Package parsed on DUB

To use this package, run the following command in your project's root directory:

parsed

'parsed' is a text parsing library for D programming language. It allows to combine basic parsers in various ways, creating thus more complex and elaborate ones.

'parsed' consists of two modules: parsed.core and parsed.extras. First one contains interfaces, structures and basic parsers used throughout 'parsed', while the second one contains parsers that are more likely to crop up in real applications. extras imports core publicly, so you don't have to import core if you use extras. extras is probably the module you want to use, unless you enjoy writing most parsers from scratch.

Basics

All parsers implement Parser interface, which is parametric in two things: the type of a value the parser builds up as it works, and type of the strings the parser can work with. String type defaults to string, value type has to be declared explicitly. Most parser-producing functions are parametric in the same way, except for those that take character type instead of string type.

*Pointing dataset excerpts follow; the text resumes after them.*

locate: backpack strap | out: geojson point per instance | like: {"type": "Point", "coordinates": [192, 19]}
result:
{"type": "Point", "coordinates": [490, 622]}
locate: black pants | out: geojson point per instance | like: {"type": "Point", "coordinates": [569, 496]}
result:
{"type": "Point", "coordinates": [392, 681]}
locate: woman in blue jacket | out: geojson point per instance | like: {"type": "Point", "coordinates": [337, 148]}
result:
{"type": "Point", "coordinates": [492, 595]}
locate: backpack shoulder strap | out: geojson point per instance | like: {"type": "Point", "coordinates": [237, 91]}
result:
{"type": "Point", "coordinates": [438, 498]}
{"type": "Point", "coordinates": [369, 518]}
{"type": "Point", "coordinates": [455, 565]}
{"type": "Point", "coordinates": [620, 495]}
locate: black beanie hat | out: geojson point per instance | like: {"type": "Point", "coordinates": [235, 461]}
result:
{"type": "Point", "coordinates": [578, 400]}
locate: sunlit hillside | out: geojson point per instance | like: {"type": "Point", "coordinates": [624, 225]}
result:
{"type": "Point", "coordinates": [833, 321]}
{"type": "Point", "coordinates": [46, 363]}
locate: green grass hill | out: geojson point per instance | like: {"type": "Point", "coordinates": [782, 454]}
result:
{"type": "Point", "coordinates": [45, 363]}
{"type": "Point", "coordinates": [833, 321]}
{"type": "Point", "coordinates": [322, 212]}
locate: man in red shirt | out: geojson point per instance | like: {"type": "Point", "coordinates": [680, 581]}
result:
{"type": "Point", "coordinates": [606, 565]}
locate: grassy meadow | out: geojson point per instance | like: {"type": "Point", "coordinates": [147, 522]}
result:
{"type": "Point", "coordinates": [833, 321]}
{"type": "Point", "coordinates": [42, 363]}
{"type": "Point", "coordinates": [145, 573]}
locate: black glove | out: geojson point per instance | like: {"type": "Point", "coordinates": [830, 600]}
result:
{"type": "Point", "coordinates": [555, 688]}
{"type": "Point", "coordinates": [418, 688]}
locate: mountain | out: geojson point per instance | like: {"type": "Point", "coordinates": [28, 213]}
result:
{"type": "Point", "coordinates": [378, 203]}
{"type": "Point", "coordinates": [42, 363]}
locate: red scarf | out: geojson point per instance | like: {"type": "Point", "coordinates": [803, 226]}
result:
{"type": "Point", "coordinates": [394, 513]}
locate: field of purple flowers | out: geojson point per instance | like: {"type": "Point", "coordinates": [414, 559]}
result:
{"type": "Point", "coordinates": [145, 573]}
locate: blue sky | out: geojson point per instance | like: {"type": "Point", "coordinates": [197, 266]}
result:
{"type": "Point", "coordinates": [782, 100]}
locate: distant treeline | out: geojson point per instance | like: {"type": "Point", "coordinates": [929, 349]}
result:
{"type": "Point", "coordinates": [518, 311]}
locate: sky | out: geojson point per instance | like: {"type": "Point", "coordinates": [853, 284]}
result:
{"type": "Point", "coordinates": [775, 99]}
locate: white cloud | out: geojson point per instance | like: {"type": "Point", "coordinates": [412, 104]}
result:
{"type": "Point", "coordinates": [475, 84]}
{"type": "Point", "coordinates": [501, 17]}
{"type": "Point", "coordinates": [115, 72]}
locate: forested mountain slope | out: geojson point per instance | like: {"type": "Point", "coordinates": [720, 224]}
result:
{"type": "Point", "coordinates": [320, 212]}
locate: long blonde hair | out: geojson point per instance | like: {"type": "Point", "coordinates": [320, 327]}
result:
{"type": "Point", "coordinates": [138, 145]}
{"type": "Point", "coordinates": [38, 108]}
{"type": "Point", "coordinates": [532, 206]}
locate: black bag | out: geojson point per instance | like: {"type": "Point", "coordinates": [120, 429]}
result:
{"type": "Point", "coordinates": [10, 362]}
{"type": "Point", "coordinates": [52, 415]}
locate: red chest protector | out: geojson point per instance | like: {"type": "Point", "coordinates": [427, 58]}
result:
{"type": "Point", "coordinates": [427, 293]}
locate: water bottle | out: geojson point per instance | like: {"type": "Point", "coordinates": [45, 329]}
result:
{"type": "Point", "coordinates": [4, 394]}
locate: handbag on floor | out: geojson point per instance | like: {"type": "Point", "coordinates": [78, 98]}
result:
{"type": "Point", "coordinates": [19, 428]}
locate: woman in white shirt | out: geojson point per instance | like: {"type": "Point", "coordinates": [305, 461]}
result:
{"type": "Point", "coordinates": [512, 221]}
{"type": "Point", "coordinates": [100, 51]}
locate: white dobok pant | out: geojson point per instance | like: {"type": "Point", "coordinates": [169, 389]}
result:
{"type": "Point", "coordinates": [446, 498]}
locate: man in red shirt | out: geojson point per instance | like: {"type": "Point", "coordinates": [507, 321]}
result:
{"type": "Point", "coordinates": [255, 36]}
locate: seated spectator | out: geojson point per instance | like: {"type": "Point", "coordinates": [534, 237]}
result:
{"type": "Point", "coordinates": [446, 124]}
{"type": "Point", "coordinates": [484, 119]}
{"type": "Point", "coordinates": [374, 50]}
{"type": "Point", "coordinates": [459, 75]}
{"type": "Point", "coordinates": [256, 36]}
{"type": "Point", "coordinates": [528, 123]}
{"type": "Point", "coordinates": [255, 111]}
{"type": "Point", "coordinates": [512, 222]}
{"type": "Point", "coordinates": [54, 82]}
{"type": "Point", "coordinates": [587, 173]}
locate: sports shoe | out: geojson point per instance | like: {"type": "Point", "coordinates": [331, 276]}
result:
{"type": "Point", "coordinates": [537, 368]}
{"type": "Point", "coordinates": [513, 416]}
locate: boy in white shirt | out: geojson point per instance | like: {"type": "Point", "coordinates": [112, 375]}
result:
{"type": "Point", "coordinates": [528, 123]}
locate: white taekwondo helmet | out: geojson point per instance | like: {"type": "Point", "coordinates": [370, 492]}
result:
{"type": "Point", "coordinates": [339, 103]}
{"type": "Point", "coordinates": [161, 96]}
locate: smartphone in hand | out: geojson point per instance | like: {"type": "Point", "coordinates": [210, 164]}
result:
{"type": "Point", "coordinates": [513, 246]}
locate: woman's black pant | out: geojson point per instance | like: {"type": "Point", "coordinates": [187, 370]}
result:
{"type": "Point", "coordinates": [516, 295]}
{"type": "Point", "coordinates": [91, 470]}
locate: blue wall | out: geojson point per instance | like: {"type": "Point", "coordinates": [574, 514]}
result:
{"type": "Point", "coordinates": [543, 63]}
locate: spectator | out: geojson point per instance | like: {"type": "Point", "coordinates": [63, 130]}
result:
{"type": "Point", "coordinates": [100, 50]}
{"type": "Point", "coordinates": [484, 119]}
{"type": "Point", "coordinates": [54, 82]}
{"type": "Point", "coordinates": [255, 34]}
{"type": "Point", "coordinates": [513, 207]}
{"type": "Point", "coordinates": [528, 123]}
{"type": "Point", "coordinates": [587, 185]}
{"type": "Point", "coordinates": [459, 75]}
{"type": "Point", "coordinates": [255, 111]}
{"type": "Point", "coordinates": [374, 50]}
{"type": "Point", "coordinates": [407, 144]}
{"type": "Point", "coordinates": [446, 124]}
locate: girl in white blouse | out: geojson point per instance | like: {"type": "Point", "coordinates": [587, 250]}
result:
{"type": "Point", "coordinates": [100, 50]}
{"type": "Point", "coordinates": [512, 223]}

To perform a parse, you need a parser and an initial state to feed to that parser. Parser state is represented by a ParserState struct, which is parametric in the same way as parsers themselves. Constructing a ParserState looks like this: auto state = ParserState!SomeType(someString). To perform a parse now, you need to auto res = someParser.run(state). Then you'll want to test if the parser succeeded (which is done via .success property of ParserState) and to get the value (of type SomeType) built by the parser, , which is done via .value property of ParserState. To build a value, you'll have to use % operator described below. Parsed string can be accesses via .parsed property of ParserState.

Four operators provide a way to build complex parsers from simpler ones.

* is applied to two parsers. It runs both of them and concatenates together the strings they parsed (if they've succeeded, of course). So if you do auto p = literal!SomeType("foo") * literal!SomeType("bar");, then p will succeed on any string starting with "foobar", and .parsed will also be "foobar".
/ is also applied to two parsers. It runs both of them and discards first one's parsed string, resulting in only second parser's parsed string being passed down the parser chain. So if you do auto p = literal!SomeType("foo") / literal!SomeType("bar");, then p will succeed on any string starting with "foobar", but .parsed will be just "bar".
% is the most importnant operator. It is applied to a parser on the left side and a function that takes chain's built-up value and this parser's parsed string. The function should return new build-up value, which will replace that of the whole parser chain. So if you do auto p = literal!int("12") % (res, i) => to!int(i); then on success .value of resulting ParserState will be 12.
| is applied to two parsers. It runs the first one, and if it fails, it runs the other one. So auto p = literal!int("foo") | literal!int("bar"); will match both strings starting with "foo" and strings starting with "bar".

For more complex examples, see 'examples' folder. Unittests in the source files also provide several, but they are not very elaborate.

Core parsers

These are the parsers that are defined in parsed.core.

literal

auto literal(B, S = string)(S str, bool consumeInput = true, bool caseSensitive = true).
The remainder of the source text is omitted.